Wat de overdracht van de activa betreft, gaat het in totaal over nog 31 items aan Vlaamse kant en 26 aan Waalse kant. In de wet op de hervorming der instellingen staat dat die overdracht moet gebeuren in consensus in het Overlegcomité. Daar is herhaaldelijk over onderhandeld. U weet welke inspanningen de minister-president heeft gedaan voor de plantentuin van Meise. Ook over de andere dossiers is herhaaldelijk onderhandeld. Het punt is dat Wallonië zegt die overdracht niet te willen, tenzij ze de middelen krijgen om die items allemaal in orde te brengen. Daar zijn kosten aan verbonden. Ik refereer aan de plantentuin in Meise en aan het Instituut voor Landbouw- en Visserij (ILVO) in Melle en Merelbeke. Dit is nog besproken op het Overlegcomité in juni 2008. Wallonië liet toen opnieuw akte nemen van de verklaring dat die overdracht niet kan als er geen middelen worden overgedragen. Het probleem is verwezen naar een interministeriële conferentie die plaatsvond in december 2008 waarbij Wallonië hetzelfde standput innam. Het werd opnieuw besproken tijdens een vergadering van het Overlegcomité in februari 2009. Daarbij werd nogmaals vastgesteld dat er geen akkoord was. In april 2010 is de Federale Regering gevallen. Sindsdien is er geen vergadering meer geweest van het Overlegcomité waarbij dit probleem kon worden aangekaart.
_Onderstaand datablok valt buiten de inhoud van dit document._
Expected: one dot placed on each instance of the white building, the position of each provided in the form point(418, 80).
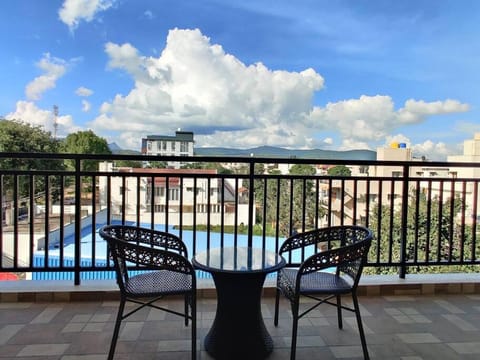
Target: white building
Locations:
point(161, 145)
point(198, 199)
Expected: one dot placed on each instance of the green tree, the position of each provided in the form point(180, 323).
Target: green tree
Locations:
point(339, 170)
point(432, 234)
point(290, 202)
point(19, 137)
point(84, 142)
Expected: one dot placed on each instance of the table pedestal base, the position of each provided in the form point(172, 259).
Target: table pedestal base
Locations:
point(238, 331)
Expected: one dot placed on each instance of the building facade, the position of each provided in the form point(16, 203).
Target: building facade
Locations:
point(162, 145)
point(181, 196)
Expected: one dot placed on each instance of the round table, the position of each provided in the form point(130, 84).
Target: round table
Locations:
point(238, 331)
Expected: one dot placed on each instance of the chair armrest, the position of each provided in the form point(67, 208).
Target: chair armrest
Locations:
point(153, 258)
point(335, 257)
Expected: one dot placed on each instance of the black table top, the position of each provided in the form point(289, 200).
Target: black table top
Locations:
point(238, 260)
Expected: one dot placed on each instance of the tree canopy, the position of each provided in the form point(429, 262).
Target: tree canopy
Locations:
point(84, 142)
point(339, 170)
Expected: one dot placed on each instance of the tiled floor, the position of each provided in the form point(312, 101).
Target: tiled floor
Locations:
point(397, 327)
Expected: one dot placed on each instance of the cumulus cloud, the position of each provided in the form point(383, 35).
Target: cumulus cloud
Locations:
point(371, 119)
point(415, 111)
point(53, 68)
point(437, 151)
point(28, 112)
point(196, 85)
point(149, 14)
point(83, 91)
point(73, 12)
point(86, 106)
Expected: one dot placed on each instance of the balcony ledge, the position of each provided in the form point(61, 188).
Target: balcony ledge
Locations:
point(370, 285)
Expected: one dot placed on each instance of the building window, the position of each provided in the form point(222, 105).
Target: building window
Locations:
point(160, 191)
point(184, 146)
point(173, 194)
point(159, 208)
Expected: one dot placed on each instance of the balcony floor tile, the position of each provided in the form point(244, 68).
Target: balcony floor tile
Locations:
point(397, 327)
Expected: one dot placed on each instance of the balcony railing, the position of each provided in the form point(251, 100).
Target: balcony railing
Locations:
point(422, 220)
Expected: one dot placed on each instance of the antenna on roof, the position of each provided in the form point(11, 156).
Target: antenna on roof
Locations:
point(55, 123)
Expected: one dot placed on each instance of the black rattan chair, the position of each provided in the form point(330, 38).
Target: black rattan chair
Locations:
point(168, 271)
point(343, 255)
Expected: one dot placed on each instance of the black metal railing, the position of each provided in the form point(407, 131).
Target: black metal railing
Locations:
point(423, 220)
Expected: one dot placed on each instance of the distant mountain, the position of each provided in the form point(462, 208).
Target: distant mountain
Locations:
point(115, 149)
point(272, 151)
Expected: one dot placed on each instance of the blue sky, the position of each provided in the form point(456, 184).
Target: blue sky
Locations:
point(337, 75)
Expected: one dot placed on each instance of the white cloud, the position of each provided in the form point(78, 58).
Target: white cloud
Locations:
point(430, 150)
point(28, 112)
point(196, 85)
point(83, 91)
point(53, 68)
point(328, 141)
point(371, 119)
point(415, 111)
point(86, 106)
point(149, 14)
point(73, 12)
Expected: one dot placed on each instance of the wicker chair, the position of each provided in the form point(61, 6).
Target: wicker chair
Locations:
point(342, 257)
point(167, 272)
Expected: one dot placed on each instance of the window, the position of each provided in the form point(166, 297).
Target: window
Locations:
point(184, 146)
point(173, 194)
point(160, 208)
point(160, 191)
point(392, 196)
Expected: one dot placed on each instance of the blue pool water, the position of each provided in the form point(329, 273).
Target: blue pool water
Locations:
point(96, 243)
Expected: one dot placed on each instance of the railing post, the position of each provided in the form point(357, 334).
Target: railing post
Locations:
point(78, 220)
point(251, 202)
point(404, 231)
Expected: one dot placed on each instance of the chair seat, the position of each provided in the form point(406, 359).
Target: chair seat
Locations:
point(161, 282)
point(318, 282)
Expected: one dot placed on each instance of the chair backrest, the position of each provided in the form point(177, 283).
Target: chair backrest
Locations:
point(147, 249)
point(346, 249)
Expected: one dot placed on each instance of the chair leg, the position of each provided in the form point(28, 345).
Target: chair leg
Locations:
point(339, 312)
point(193, 307)
point(186, 301)
point(293, 348)
point(360, 326)
point(277, 302)
point(116, 330)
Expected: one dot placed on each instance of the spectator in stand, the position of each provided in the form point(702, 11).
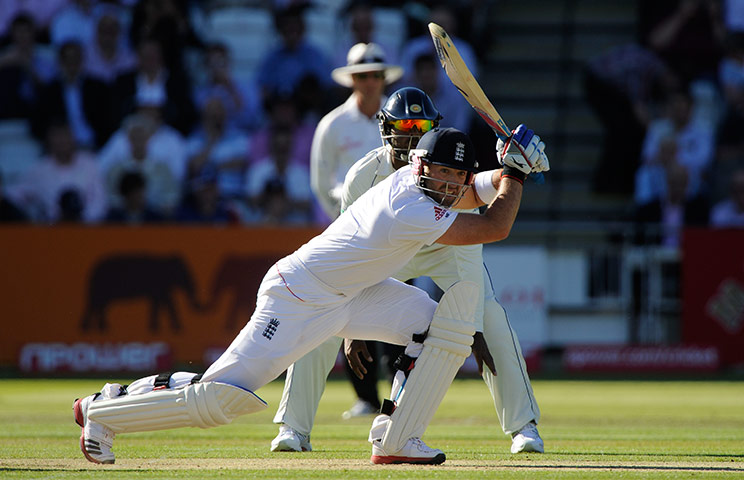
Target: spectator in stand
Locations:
point(457, 111)
point(278, 186)
point(729, 140)
point(282, 112)
point(694, 139)
point(135, 209)
point(241, 99)
point(71, 207)
point(349, 131)
point(40, 11)
point(225, 147)
point(109, 55)
point(688, 35)
point(285, 67)
point(152, 83)
point(23, 71)
point(623, 87)
point(202, 202)
point(64, 168)
point(729, 213)
point(650, 182)
point(74, 22)
point(9, 211)
point(167, 22)
point(140, 146)
point(76, 96)
point(661, 221)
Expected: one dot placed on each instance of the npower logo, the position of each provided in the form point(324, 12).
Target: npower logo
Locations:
point(88, 357)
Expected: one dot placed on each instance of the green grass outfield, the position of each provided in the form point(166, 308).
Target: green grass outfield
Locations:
point(592, 430)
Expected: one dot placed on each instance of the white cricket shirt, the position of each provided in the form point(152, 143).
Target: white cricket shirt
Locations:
point(342, 137)
point(375, 237)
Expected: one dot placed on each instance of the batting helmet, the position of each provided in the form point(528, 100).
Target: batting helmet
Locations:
point(447, 147)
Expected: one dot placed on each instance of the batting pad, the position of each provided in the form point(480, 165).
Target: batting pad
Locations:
point(446, 347)
point(201, 405)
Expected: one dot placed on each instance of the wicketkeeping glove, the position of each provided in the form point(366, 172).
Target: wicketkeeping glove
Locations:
point(523, 151)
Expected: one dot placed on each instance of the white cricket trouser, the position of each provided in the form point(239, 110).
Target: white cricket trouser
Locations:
point(288, 323)
point(510, 388)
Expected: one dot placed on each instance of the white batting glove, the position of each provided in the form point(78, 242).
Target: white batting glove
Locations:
point(524, 151)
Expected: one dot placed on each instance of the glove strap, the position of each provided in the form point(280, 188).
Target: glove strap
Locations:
point(513, 173)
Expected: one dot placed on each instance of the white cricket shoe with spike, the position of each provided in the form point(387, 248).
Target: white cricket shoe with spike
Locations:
point(414, 451)
point(290, 440)
point(527, 439)
point(96, 440)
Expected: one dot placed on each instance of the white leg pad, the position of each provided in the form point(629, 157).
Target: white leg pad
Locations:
point(446, 347)
point(201, 405)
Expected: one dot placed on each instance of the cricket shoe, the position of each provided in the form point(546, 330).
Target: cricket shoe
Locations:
point(360, 408)
point(96, 440)
point(527, 440)
point(290, 440)
point(414, 451)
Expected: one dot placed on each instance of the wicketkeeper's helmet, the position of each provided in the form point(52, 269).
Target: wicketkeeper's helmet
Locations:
point(407, 114)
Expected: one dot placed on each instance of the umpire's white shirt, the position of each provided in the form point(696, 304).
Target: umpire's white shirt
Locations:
point(342, 137)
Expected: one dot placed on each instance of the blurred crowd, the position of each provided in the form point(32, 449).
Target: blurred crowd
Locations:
point(672, 108)
point(134, 111)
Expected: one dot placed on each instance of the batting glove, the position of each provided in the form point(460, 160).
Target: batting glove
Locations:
point(523, 151)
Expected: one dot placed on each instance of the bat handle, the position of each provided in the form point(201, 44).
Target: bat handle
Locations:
point(537, 178)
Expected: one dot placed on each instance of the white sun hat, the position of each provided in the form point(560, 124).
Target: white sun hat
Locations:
point(366, 57)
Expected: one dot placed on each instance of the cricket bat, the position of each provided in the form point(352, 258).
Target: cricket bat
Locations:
point(461, 77)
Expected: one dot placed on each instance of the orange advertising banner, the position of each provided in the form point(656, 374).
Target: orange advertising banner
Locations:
point(101, 299)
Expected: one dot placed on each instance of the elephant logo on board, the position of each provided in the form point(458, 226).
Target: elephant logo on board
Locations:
point(237, 275)
point(133, 276)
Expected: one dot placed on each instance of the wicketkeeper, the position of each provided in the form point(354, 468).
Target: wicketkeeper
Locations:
point(408, 114)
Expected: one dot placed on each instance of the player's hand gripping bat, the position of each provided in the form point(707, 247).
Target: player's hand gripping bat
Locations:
point(460, 75)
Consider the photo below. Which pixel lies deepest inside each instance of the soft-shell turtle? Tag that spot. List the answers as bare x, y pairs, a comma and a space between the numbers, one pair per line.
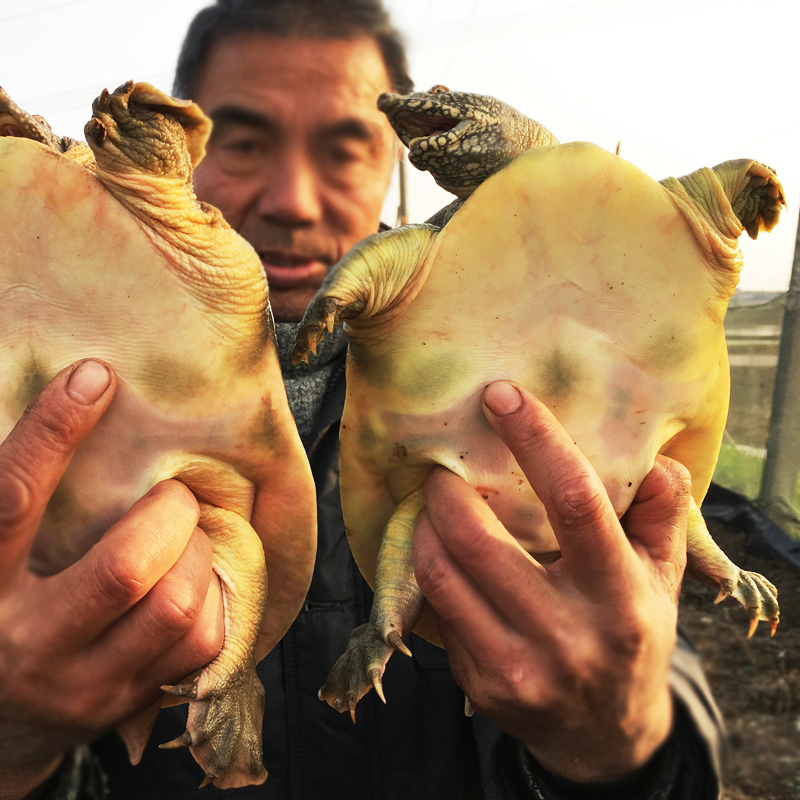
461, 138
570, 272
117, 260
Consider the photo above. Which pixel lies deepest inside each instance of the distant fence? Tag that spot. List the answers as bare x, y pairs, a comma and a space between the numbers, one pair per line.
752, 330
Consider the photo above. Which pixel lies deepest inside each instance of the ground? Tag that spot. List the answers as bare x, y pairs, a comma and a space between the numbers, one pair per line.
755, 681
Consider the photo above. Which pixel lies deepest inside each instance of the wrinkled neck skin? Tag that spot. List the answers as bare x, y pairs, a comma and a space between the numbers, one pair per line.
221, 268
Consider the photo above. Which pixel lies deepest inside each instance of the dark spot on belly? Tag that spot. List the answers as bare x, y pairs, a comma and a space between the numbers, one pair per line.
559, 373
170, 379
34, 376
399, 452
Ik heb vanmiddag van de gelegenheid gebruik gemaakt om dit probleem opnieuw aan te kaarten bij minister-president Demotte. We hebben afgesproken dat we bilateraal nog eens contact zouden nemen. Tot nader order blijft hij echter bij zijn standpunt dat hij dat geld vraagt. Vlaanderen heeft gezegd dat dit in de huidige omstandigheden geen zin heeft en vraagt om die gebouwen over te dragen. Dat heeft ons echter niet belet om bijvoorbeeld voor het ILVO de nodige initiatieven te nemen.
Dit is echter een zaak die niet kan blijven aanslepen. Wij hebben alle mogelijke druk uitgeoefend. Ik kan het echter niet helpen dat de bijzondere wet bepaalt dat er een akkoord moet zijn in het Overlegcomité.
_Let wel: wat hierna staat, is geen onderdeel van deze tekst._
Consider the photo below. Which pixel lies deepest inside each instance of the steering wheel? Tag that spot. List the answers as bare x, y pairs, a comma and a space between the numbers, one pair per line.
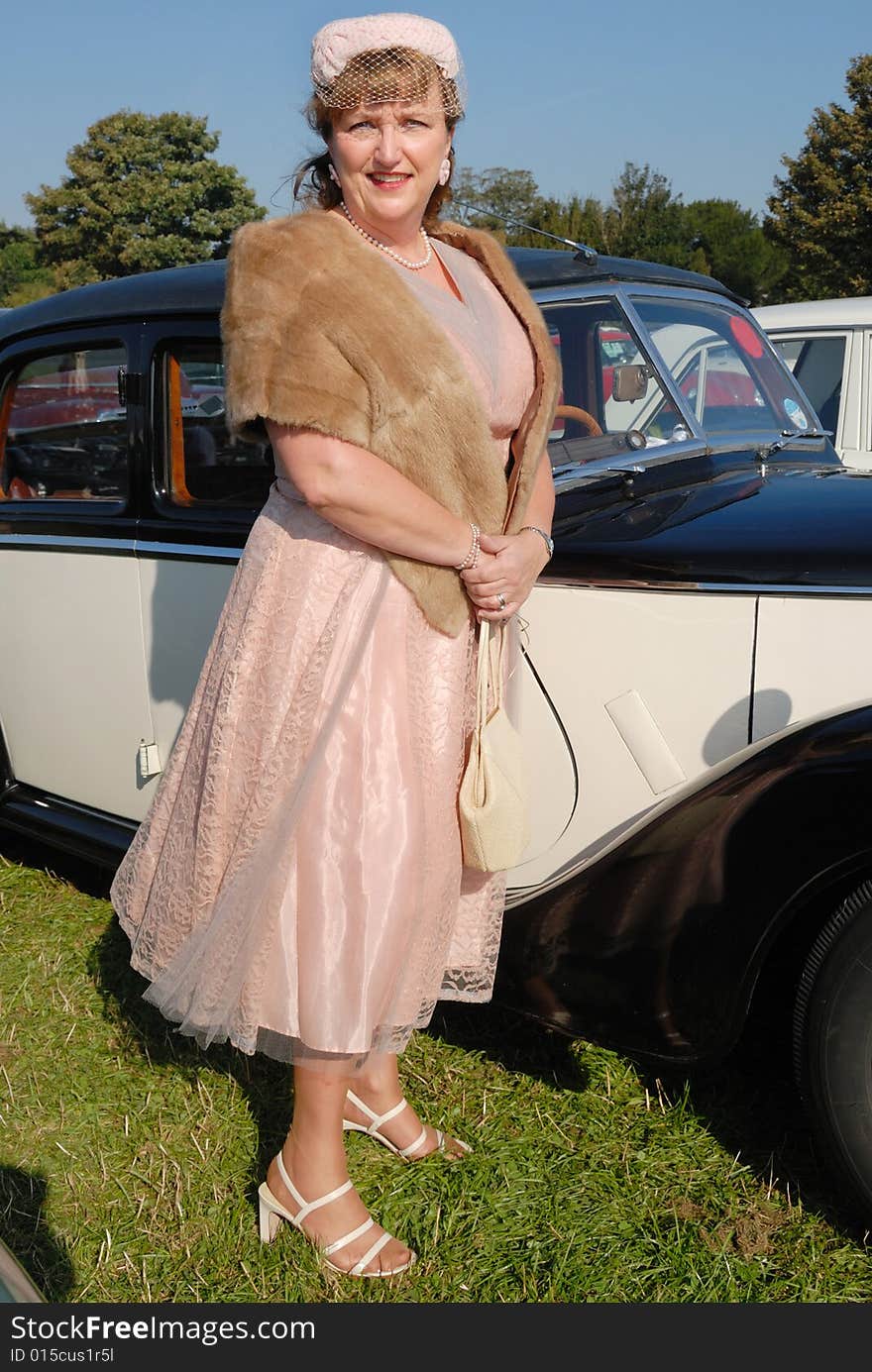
574, 412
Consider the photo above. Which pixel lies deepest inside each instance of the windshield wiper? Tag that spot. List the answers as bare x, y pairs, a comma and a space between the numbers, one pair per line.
768, 449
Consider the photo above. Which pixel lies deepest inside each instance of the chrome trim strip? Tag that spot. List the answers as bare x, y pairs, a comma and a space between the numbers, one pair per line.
118, 546
729, 587
68, 544
194, 552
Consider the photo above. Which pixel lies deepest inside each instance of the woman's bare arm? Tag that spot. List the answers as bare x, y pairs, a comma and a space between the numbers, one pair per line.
367, 497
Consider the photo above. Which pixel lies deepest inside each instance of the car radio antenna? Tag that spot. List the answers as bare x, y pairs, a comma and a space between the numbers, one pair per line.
583, 252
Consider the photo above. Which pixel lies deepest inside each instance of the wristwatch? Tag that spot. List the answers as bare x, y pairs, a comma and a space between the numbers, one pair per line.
541, 534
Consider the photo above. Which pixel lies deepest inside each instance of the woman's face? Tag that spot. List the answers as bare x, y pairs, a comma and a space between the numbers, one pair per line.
387, 158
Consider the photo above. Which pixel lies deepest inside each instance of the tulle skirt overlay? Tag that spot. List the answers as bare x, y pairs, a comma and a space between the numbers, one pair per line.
297, 887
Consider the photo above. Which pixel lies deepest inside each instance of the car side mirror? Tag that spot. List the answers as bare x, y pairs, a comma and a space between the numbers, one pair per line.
212, 406
629, 381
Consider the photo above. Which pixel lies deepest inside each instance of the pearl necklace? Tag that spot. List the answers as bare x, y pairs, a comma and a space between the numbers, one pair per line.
413, 266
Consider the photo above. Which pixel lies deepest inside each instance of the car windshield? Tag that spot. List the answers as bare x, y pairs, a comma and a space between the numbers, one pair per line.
724, 368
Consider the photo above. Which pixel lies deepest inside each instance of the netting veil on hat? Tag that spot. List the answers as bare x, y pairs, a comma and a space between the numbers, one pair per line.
377, 57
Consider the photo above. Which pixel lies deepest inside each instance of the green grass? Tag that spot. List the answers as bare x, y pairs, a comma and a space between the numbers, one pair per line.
129, 1158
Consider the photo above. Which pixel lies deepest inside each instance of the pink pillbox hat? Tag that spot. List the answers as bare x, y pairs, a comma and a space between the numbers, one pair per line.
341, 40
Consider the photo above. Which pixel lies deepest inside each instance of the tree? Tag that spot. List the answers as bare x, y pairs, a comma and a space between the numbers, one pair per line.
821, 210
143, 192
21, 276
728, 243
644, 218
511, 195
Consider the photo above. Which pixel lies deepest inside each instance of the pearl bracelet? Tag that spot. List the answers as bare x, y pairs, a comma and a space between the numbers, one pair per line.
472, 559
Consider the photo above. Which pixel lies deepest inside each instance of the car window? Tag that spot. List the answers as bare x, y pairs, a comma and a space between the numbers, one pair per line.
722, 367
818, 364
608, 385
199, 462
63, 431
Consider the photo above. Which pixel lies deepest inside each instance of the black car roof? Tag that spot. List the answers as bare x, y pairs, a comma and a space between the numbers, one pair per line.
199, 288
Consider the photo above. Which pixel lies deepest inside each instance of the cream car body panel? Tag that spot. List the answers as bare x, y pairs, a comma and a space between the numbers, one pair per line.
846, 325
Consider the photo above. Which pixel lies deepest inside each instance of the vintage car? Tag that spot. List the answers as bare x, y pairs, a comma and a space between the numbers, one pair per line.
694, 690
828, 348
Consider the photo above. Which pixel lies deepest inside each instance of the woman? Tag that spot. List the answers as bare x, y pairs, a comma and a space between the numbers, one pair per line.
298, 884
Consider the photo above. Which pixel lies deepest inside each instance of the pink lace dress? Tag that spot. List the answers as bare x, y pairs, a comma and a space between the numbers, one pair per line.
297, 887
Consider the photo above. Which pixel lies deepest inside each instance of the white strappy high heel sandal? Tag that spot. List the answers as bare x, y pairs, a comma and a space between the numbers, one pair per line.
376, 1126
271, 1212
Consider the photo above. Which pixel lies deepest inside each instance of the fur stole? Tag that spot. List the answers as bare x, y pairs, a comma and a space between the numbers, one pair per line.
319, 332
Zo kunnen we blijven wachten. Dat doen we nu al 10 jaar. Als het Waalse Gewest niet mee wil tenzij er extra financiële middelen worden overgedragen, dan moeten we op zijn minst vragen wat ons toekomt. Wat de plantentuin van Meise betreft, gaat het niet alleen over de financiën maar over heel wat andere zaken. U hebt het ook over de versnippering van de bevoegdheden binnen de Vlaamse Regering. Minister-president Peeters is bevoegd voor de plantentuin als minister van Landbouw, u bent bevoegd voor erfgoed en minister Schauvliege voor nog een aantal andere dingen. Is er binnen de Vlaamse Regering één minister die zich bezighoudt met deze zaken, en meer bepaald met de overdracht die nog moet gebeuren in het kader van het Lambermontakkoord? Of zijn het de afzonderlijke ministers die eventueel de onderhandelingen voeren? Dat lijkt me niet wijs. Het zou beter zijn indien één minister het aanspreekpunt is als het gaat over die overdracht.
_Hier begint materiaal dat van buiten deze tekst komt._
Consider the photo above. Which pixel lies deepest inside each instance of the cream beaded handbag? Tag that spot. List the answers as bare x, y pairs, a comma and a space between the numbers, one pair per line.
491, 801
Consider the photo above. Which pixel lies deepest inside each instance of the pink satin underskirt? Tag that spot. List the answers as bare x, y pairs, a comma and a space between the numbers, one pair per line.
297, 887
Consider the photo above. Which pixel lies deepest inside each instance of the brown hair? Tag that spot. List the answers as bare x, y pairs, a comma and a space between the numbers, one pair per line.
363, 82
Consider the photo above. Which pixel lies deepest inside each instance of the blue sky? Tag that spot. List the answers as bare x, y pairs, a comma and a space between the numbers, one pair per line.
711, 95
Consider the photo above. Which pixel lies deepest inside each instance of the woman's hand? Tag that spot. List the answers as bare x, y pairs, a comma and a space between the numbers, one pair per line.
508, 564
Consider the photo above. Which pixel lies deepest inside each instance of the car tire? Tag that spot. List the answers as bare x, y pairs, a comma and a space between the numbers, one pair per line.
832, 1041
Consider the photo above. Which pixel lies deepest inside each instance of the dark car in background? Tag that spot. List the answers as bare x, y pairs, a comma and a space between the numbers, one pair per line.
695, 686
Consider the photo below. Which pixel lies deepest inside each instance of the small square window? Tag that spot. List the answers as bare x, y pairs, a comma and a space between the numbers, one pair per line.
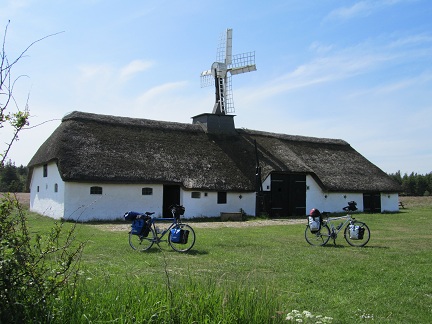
195, 194
147, 191
95, 190
222, 197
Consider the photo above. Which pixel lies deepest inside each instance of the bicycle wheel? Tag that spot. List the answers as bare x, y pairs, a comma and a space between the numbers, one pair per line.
319, 238
185, 242
141, 243
356, 237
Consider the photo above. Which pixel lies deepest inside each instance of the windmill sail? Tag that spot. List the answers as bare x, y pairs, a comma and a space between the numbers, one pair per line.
219, 75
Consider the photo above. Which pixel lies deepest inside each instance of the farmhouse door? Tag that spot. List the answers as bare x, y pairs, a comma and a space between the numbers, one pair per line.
288, 195
171, 196
372, 202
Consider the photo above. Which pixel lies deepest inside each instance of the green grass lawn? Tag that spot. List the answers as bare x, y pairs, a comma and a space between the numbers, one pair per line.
256, 275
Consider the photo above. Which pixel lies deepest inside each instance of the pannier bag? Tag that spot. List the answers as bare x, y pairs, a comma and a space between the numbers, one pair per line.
129, 216
315, 220
356, 232
314, 224
179, 235
178, 211
141, 227
137, 226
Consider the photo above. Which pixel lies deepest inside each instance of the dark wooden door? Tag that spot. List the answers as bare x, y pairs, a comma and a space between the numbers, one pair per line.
372, 202
171, 195
288, 195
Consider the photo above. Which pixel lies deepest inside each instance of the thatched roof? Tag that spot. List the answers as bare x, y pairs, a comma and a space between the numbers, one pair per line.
100, 148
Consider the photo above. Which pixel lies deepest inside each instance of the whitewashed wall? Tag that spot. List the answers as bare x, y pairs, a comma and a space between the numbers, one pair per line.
207, 206
44, 199
74, 201
389, 202
115, 200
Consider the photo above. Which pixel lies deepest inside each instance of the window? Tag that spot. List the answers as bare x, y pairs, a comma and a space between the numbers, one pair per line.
95, 190
222, 197
195, 194
147, 191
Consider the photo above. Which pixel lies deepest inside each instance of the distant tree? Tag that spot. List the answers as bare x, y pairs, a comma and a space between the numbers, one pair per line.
33, 268
414, 184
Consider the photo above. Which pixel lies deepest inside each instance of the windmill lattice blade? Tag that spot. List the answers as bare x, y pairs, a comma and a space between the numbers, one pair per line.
220, 53
228, 50
243, 69
207, 80
244, 59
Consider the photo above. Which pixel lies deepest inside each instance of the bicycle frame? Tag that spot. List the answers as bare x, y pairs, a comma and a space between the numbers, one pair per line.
181, 237
356, 233
335, 230
158, 235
De heer van Rouveroij heeft het woord.
Voorzitter, minister, ik lees even een citaat: De partij die het luidst roept om een staatshervorming is niet eens in staat om de vruchten van de vorige te plukken. Laten we daarom eerst de vorige verbouwing tot een goed einde brengen. Dat zijn niet de woorden van een Open Vlder of een ander oppositielid, maar van een gewaardeerde Gentse collega, de heer Roegiers, van sp.a. Minister, ik vraag u niet hoe de sfeer is in de Vlaamse Regering. We kennen het antwoord. De sfeer is goed, neem ik aan.
Ik bekommer me wel om het volgende. Klaarblijkelijk verwijst uw kabinet naar de versplintering van bevoegdheden. De plantentuin van Meise is een zaak voor de minister-president. Het spoormateriaal is dan weer het domein van mobiliteitsminister Hilde Crevits. Hoe moet ik dat lezen? Is het een verwijt of een vaststelling dat het daar vast zit? Moeten we nog voor eigen deur vegen alvorens de beschuldigende vinger te wijzen naar de Walen?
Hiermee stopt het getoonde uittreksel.